If a Mars rover bumped into signs of life on Mars, would it know it — and would that life look anything like life here on Earth?
Geological and remote readings have suggested life may exist on Mars and some think it's highly possible that NASA's Odyssey or Spirit could have stumbled across evidence. Planetary scientists also say if primitive life exists on Mars, it could very well share traits with life on Earth.
"There is transport from Mars to Earth by meteorites," said Jason Dworkin, a biochemist at the SETI Institute in Mountain View, Calif. "So it's reasonable to suggest that perhaps we're all Martians and life started on Mars and traveled to Earth."
The problem is, neither of the rovers now rolling around the Red Planet is very well equipped to confirm the existence of life or past life.
Telescopes on Earth recently confirmed readings from the European Space Agency's Mars Express, now orbiting Mars, which detected traces of the gas methane in the Martian atmosphere. Because methane lives for only a short time, its existence on the planet suggests it may be coming from volcanoes or microbial life.

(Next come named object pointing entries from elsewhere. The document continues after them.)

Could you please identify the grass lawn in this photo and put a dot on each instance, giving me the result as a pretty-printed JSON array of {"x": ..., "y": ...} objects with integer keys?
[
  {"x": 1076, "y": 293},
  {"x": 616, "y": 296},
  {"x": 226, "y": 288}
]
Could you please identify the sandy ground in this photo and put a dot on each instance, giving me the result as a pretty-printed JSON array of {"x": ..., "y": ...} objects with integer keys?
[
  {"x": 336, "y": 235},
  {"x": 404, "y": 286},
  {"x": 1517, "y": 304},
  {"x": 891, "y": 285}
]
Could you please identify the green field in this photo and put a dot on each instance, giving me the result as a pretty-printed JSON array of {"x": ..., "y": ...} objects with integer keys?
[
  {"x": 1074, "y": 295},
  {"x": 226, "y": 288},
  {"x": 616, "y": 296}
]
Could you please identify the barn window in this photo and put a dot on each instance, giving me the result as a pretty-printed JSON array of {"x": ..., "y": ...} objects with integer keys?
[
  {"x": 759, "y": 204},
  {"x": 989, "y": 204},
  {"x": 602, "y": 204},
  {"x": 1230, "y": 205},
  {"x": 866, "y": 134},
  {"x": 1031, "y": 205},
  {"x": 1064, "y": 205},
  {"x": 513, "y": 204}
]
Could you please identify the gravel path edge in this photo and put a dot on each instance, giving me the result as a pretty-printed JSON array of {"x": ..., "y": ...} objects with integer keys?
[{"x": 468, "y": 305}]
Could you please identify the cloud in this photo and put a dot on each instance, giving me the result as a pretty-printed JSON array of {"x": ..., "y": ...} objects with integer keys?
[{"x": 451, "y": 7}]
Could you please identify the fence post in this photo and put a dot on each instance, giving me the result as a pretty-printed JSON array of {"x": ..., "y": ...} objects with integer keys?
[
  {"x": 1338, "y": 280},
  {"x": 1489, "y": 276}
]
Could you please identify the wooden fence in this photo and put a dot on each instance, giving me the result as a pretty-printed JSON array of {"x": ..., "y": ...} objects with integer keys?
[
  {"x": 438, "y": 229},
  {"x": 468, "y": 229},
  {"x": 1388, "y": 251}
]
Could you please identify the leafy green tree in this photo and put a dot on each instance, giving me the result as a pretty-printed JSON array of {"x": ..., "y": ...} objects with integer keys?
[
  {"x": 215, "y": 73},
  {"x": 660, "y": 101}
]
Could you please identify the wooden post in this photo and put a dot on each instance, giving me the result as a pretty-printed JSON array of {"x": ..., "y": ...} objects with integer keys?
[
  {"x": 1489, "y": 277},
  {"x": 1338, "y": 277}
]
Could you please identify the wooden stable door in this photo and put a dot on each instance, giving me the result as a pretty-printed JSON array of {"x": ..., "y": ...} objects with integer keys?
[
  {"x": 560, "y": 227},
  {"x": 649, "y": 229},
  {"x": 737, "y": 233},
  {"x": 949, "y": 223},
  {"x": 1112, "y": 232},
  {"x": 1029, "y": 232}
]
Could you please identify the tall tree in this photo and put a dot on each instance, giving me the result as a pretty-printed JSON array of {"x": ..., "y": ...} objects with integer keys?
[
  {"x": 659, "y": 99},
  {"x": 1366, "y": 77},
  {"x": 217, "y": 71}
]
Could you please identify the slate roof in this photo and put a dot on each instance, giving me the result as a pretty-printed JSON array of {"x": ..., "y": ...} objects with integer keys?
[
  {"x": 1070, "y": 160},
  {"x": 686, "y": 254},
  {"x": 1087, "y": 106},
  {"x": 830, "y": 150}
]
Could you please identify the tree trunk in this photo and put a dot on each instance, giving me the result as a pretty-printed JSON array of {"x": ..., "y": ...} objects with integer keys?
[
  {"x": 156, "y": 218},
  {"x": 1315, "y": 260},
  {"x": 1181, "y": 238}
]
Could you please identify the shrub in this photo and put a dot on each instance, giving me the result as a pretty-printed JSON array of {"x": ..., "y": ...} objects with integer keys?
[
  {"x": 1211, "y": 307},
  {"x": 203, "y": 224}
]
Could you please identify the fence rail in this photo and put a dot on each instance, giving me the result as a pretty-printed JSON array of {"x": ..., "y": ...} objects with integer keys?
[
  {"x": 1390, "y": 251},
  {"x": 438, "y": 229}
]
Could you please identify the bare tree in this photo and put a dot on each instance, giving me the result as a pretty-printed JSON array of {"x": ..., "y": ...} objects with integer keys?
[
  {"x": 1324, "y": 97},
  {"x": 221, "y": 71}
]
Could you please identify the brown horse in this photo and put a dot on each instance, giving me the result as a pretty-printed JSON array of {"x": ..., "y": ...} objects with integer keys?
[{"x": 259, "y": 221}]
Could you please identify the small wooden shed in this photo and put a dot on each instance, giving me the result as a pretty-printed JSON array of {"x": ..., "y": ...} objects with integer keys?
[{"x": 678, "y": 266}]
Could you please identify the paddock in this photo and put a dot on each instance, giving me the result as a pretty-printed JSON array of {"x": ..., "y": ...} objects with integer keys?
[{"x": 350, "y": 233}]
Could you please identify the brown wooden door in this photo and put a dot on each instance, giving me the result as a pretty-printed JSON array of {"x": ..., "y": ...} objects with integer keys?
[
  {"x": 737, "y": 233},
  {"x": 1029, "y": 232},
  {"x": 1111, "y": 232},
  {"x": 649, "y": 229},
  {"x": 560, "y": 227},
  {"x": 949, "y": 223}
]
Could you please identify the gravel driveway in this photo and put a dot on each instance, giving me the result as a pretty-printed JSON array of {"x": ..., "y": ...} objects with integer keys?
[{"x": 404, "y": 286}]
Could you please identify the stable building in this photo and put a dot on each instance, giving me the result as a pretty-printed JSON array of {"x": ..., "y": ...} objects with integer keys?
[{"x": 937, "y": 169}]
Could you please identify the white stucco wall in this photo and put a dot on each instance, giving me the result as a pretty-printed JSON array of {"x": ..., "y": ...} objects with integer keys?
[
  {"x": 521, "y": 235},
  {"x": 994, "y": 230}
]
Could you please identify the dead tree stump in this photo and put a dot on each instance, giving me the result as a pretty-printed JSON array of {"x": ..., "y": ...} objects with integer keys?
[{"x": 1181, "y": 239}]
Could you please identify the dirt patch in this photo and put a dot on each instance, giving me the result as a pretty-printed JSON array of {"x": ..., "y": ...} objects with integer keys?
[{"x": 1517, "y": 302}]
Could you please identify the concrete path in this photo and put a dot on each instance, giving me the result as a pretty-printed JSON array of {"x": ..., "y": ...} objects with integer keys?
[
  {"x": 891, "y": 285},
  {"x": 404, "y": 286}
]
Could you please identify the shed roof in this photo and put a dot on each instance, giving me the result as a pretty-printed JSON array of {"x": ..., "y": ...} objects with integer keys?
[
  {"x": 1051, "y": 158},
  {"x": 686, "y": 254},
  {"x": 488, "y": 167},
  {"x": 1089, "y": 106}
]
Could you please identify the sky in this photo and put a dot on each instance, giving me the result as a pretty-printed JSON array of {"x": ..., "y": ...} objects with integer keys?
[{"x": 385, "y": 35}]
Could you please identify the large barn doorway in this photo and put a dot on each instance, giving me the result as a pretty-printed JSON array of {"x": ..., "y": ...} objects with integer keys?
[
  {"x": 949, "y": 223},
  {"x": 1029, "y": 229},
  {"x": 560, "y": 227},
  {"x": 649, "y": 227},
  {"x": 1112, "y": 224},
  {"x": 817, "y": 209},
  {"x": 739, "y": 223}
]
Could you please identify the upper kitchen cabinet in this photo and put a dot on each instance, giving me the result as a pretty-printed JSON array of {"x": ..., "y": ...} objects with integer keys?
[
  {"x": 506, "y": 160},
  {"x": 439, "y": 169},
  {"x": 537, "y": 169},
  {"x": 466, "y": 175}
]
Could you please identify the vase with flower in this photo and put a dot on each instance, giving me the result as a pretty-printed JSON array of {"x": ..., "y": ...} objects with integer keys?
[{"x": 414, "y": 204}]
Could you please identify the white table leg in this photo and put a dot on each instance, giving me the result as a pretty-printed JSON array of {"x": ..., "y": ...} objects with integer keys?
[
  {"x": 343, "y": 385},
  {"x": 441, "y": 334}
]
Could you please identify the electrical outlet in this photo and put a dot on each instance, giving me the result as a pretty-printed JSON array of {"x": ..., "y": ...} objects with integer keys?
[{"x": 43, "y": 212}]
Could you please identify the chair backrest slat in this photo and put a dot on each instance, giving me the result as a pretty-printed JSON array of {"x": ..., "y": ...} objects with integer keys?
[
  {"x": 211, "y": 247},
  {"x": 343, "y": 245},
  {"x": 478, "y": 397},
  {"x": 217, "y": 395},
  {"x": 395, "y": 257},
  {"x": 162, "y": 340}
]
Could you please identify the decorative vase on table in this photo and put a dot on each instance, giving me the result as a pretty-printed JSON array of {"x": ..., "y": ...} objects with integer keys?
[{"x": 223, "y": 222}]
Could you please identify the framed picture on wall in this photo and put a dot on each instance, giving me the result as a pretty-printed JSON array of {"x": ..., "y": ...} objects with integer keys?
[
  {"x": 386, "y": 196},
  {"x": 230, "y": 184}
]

So far, no active volcanoes have been located on Mars.
But neither NASA's Spirit, nor Opportunity have the tools to seek out a microbial culprit.
The rovers were designed to hone in on another key component on Mars — water. Last week, NASA scientists announced the rover Opportunity had found evidence that a salty pool of liquid water once sloshed on Mars' surface.
The mission's main scientist, Steve Squyres of Cornell University, described the former salty, wet conditions as "very suitable for life." Still, recognizing conditions for life is one thing; spotting evidence of life itself is another, more complicated challenge.
"I would not be surprised if the team has a number of odd-looking things and are puzzling over whether there is a possible organic connection," said Victor Baker, a planetary geologist at the University of Arizona in Tucson.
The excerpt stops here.